My work is based on a view of organizations as living systems. Why is this important? It’s the key to sustainability, in every sense of the word.

For humanity, and even for most organizations, the challenges we face are too complex and too urgent to solve with individual intellect alone. What is needed is the wisdom and speed of self-organizing collective intelligence in support of individual intellect and initiative. Working, thinking and reacting collectively is a hallmark of living systems — consider the speed with which the individual cells of your body self-organize to react collaboratively to an injury or an invading virus. The survival of our organizations — and, more importantly, of humanity — demands that we learn to understand and work deliberately with this powerful capability that comes with being alive.

But if self-organizing collective intelligence comes naturally, why do we have to work to understand and apply it? Because during the Modern Era, we’ve focused on honing the skill of thinking and acting individually in order to create the vast diversity that is today’s human experience. Nature loves diversity. But at some point, that diversity must be integrated into the whole, or the entire ecosystem becomes compromised.

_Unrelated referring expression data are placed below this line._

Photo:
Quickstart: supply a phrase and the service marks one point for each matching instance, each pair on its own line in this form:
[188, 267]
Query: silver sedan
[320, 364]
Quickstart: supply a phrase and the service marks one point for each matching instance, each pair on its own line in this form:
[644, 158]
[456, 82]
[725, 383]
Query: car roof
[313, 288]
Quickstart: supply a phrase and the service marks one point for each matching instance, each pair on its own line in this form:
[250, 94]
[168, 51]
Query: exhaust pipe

For humanity, that time is now. The task for us in the emerging era is to participate consciously in the full pattern of living systems: that of (1) divergent individual parts (2) working interdependently (3) within a convergent, unbroken whole, (4) powered by the creative, connective, integrative force of life (which may be thought of as the human spirit in our communities and organizations). In expanding our view beyond the role of the divergent individual, we can recognize the vast opportunities to connect and collaborate. We can open our perception to the will and wisdom of the whole. And most of all, we can create the necessary conditions to engage the human spirit, with all its creative, integrative power.

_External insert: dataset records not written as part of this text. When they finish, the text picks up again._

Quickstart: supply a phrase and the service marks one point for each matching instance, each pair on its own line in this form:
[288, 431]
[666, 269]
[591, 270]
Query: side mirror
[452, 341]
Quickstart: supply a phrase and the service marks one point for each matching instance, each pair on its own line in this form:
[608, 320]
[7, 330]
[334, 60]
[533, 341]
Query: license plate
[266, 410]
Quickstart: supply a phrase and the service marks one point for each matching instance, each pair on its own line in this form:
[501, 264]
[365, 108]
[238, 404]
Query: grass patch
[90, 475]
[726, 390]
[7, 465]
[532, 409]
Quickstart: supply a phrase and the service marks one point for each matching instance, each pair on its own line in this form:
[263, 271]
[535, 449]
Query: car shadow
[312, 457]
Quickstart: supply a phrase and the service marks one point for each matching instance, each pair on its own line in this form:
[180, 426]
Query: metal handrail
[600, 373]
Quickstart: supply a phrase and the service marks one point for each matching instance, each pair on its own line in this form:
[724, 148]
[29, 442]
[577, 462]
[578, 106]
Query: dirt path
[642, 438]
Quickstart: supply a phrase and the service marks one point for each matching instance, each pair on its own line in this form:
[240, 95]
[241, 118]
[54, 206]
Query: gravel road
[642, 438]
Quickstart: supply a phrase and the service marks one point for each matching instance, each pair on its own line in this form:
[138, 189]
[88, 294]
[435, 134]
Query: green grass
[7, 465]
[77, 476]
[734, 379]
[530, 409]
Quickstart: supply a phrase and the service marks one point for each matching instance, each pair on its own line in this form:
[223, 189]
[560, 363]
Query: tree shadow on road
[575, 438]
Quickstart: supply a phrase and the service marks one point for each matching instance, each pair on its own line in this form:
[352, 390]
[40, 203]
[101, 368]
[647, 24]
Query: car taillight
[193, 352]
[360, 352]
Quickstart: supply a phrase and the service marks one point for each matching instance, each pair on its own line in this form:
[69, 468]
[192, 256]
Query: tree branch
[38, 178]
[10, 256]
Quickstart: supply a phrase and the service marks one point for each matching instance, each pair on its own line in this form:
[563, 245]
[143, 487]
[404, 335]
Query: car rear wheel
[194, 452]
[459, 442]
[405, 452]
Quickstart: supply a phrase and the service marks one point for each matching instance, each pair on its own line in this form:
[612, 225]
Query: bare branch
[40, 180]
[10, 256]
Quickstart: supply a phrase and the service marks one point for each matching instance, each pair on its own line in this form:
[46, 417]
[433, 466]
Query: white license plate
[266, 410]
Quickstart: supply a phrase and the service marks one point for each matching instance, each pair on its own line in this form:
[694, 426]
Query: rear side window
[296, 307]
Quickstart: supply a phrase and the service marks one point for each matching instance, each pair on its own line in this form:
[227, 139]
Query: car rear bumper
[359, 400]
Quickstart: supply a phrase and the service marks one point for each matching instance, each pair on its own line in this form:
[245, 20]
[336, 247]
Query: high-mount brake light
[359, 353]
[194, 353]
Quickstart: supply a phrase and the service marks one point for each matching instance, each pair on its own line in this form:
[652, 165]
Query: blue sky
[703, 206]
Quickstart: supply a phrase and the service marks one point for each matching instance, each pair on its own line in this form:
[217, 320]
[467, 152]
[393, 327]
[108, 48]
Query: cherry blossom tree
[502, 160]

The good news is that there is no compromise needed, no sacrifice of our individuality. Nature will always love diversity. In working with the full pattern of living systems, we find psychologist Mihaly Csikszentmihalyi’s concept of “flow,” as our individual choices are infused with wisdom, meaning and contribution.

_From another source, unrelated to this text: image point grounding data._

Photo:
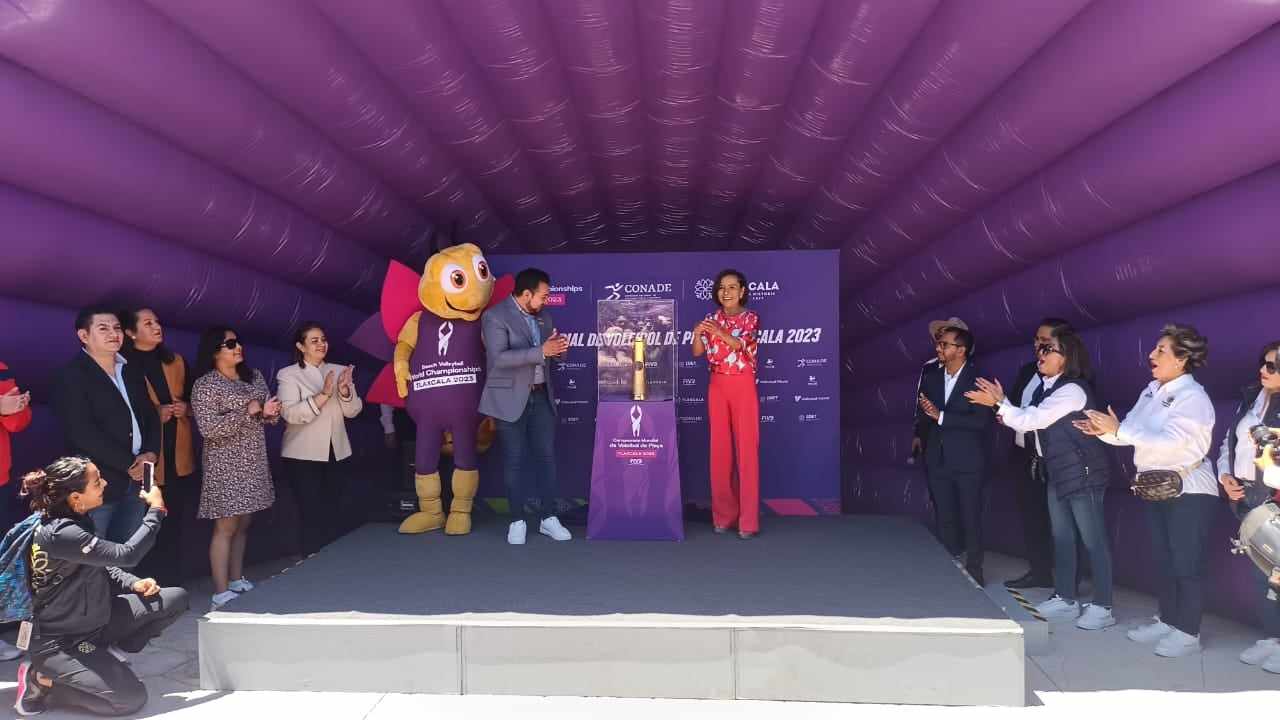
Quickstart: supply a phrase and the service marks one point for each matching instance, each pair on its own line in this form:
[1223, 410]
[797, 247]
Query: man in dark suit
[956, 452]
[1029, 493]
[520, 340]
[103, 406]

What could be more important than that?

The challenge is that we must question everything we believe about the goals and meaning of life and, in particular, of our economic lives. The problems we face are a result of today’s dominant guiding story, which tells us (1) that we are all separate from each other and from nature, (2) that the universe, including our organizations, operates like a machine, and (3) that we exist primarily to compete and consume. The actions that seem logical and inevitable according to this story have proven to be unsustainable. And only with a new guiding story will we be able to conceive of a full set of economic behaviors that are at once “logical and inevitable” and sustainable.

Introducing a new story won’t be easy. Even with a full appreciation of the living systems view, the idea of economic entities as machines is so strongly and subtly present in our society that we need to be quite deliberate in adding a layer of living tissue to the bare skeleton that is the predominant metaphor.